To my big suprise, turns out that on and off are supported boolean values in YAML:

$ ruby -ryaml -e "puts YAML.load('on: hello')"
{true=>"hello"}

So YAML.load('on: hello') is the same as YAML.load('true: hello') 🤔 YAML is usually used in configuration files because it is easier to read and navigate than JSON but I also feel like some of the parsing behavior is unexpected as this is the second time I’m taking time to write down some thoughts about how YAML parsing in Ruby surprised me (see other post).

So does the YAML parser in the Ruby stdlib, Psych, have the ability to parse YAML in a more limited JSON-esque manner?

The YAML spec mentions JSON Schema which is different than JSON Schema used for validating JSON documents.
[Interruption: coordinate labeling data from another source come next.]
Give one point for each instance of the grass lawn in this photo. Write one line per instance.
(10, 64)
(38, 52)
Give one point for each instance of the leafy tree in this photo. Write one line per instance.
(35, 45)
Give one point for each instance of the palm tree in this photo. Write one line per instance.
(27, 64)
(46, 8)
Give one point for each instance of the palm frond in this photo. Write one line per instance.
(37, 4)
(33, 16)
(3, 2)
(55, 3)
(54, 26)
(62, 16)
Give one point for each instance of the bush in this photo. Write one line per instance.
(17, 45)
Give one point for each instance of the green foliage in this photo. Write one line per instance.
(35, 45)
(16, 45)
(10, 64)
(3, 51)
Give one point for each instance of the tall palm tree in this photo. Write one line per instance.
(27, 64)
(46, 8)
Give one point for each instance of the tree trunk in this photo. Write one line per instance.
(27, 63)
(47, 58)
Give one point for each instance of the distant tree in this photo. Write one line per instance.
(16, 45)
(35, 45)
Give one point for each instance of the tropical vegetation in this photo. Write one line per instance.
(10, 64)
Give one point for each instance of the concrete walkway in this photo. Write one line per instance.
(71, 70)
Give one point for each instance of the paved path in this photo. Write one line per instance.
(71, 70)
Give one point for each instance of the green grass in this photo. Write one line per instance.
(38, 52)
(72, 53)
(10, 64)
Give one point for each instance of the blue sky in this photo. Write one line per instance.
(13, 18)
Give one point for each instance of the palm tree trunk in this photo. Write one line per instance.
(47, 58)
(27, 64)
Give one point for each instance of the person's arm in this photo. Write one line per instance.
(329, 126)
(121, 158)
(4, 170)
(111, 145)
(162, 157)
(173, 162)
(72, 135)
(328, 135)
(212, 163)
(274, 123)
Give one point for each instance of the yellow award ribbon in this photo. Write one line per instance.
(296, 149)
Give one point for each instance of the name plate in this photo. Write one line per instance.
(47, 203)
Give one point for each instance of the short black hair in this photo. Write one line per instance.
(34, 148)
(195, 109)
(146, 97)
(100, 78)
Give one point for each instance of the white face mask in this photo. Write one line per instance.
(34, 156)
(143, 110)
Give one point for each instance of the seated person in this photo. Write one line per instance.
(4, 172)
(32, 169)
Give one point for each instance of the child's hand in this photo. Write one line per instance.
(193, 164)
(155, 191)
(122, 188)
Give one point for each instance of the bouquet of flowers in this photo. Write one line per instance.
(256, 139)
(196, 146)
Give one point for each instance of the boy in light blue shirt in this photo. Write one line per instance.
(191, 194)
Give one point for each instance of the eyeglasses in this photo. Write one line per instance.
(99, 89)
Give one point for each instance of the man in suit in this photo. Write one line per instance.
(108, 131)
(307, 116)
Schemas in the context of YAML parsing is described as

A YAML schema is a combination of a set of tags and a mechanism for resolving non-specific tags.
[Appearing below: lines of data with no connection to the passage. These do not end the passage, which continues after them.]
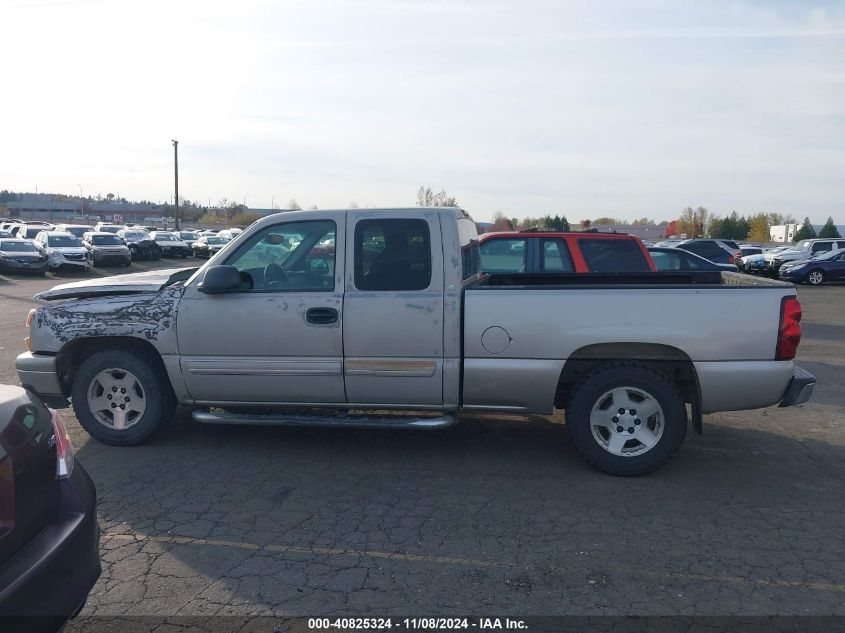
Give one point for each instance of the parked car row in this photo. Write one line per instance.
(38, 246)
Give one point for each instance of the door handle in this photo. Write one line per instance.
(321, 316)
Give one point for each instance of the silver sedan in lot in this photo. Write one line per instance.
(17, 255)
(106, 249)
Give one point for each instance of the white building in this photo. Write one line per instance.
(783, 232)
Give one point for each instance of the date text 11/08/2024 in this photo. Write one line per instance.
(427, 624)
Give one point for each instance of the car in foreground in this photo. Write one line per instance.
(387, 311)
(63, 249)
(106, 249)
(562, 252)
(141, 245)
(21, 256)
(170, 243)
(667, 258)
(823, 267)
(207, 245)
(75, 229)
(49, 537)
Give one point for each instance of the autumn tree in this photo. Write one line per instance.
(806, 232)
(427, 197)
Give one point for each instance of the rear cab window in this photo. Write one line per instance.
(504, 255)
(610, 255)
(392, 254)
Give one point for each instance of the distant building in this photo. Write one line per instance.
(783, 232)
(650, 233)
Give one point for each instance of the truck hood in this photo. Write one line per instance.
(135, 283)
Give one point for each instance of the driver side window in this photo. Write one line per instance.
(289, 256)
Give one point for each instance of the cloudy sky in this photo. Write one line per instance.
(617, 108)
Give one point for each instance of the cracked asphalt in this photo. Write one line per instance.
(497, 515)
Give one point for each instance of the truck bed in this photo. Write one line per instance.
(711, 278)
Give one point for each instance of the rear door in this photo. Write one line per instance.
(393, 309)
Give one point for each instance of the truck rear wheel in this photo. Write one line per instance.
(121, 396)
(626, 419)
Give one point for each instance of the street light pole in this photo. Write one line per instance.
(176, 178)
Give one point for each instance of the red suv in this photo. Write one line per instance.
(563, 252)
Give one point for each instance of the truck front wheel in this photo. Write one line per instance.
(626, 419)
(121, 396)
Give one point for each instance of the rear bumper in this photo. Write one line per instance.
(51, 577)
(38, 373)
(800, 388)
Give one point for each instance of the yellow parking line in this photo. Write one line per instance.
(817, 585)
(323, 551)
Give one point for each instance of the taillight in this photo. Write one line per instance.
(789, 333)
(64, 448)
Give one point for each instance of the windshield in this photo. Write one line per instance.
(136, 235)
(78, 231)
(62, 241)
(17, 247)
(105, 240)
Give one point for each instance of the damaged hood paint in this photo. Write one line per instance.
(134, 283)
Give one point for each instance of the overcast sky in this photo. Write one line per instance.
(617, 108)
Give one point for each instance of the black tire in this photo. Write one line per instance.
(641, 376)
(815, 277)
(160, 402)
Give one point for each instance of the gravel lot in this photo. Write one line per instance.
(498, 515)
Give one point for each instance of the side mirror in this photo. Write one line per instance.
(220, 279)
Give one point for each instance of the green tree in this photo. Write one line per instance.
(829, 229)
(806, 232)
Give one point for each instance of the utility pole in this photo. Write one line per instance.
(176, 178)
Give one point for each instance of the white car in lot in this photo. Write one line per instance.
(170, 243)
(63, 249)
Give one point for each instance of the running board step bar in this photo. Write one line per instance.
(361, 422)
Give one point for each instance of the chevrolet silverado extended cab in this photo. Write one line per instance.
(309, 313)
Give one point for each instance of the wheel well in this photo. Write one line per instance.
(74, 353)
(671, 361)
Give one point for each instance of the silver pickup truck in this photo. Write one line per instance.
(328, 317)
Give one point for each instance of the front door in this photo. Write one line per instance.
(278, 339)
(393, 310)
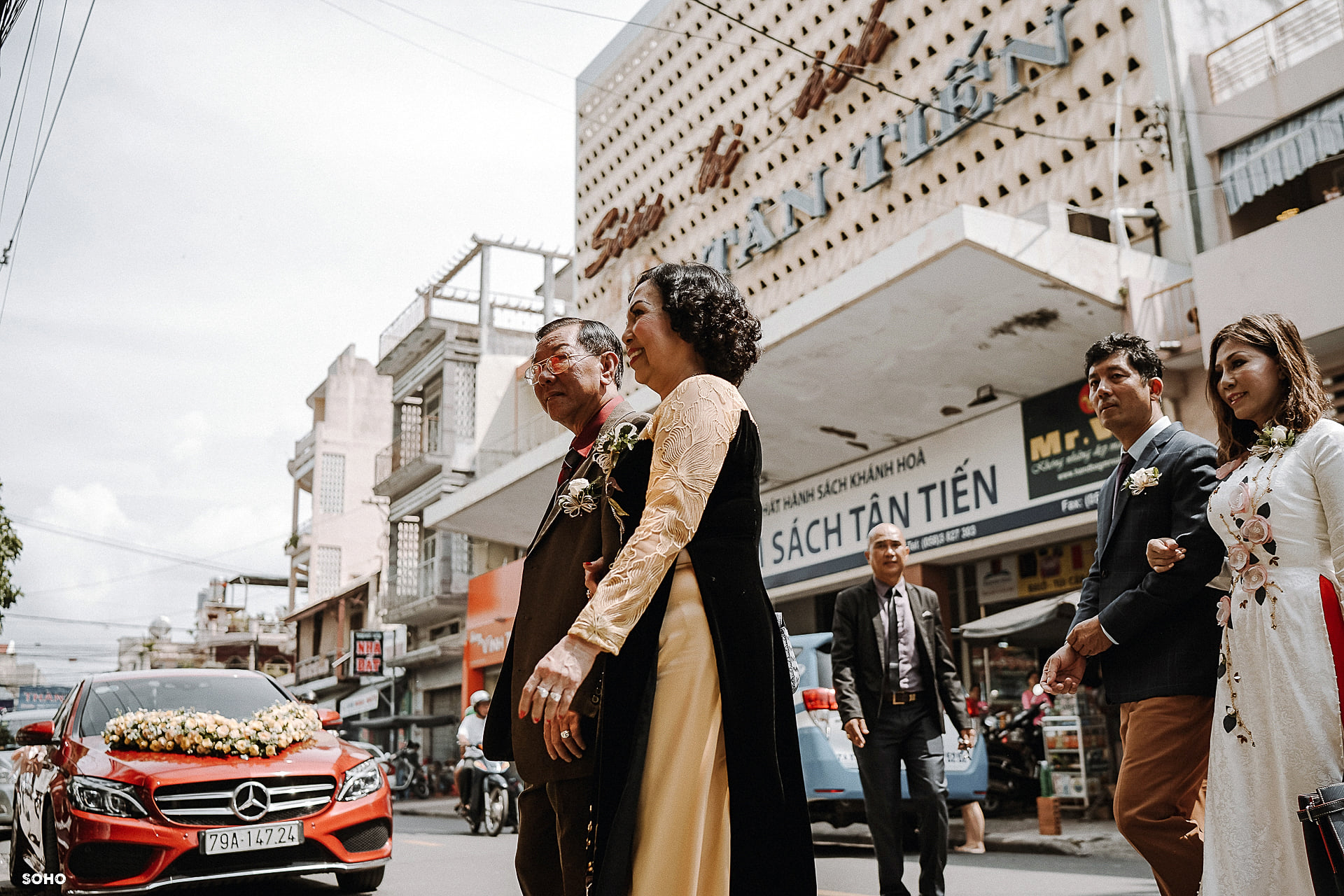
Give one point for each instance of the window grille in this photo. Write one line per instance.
(331, 484)
(326, 577)
(464, 399)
As far as I can tell Psych does not support JSON Schema and I’m also not sure if that would even solve the challenges I have experienced with it. Ultimately I would like to have a simplified YAML parser which just

  • understands JSON scalar values: string, number, boolean and null
  • supports objects
  • treats all object keys as strings
  • supports arrays

Support for YAML aliases and anchors might also be useful but that’s basically all I would expect from a YAML parser for most use cases, especially in the context of configuration files.

When time permits I will try to dedicate some time in the near future to look into what it would take to build this simplified YAML parser. Building any kind of parser always feels overwhelming for me but hopefully it will be possible to leverage Psych to achieve this. Wish me luck!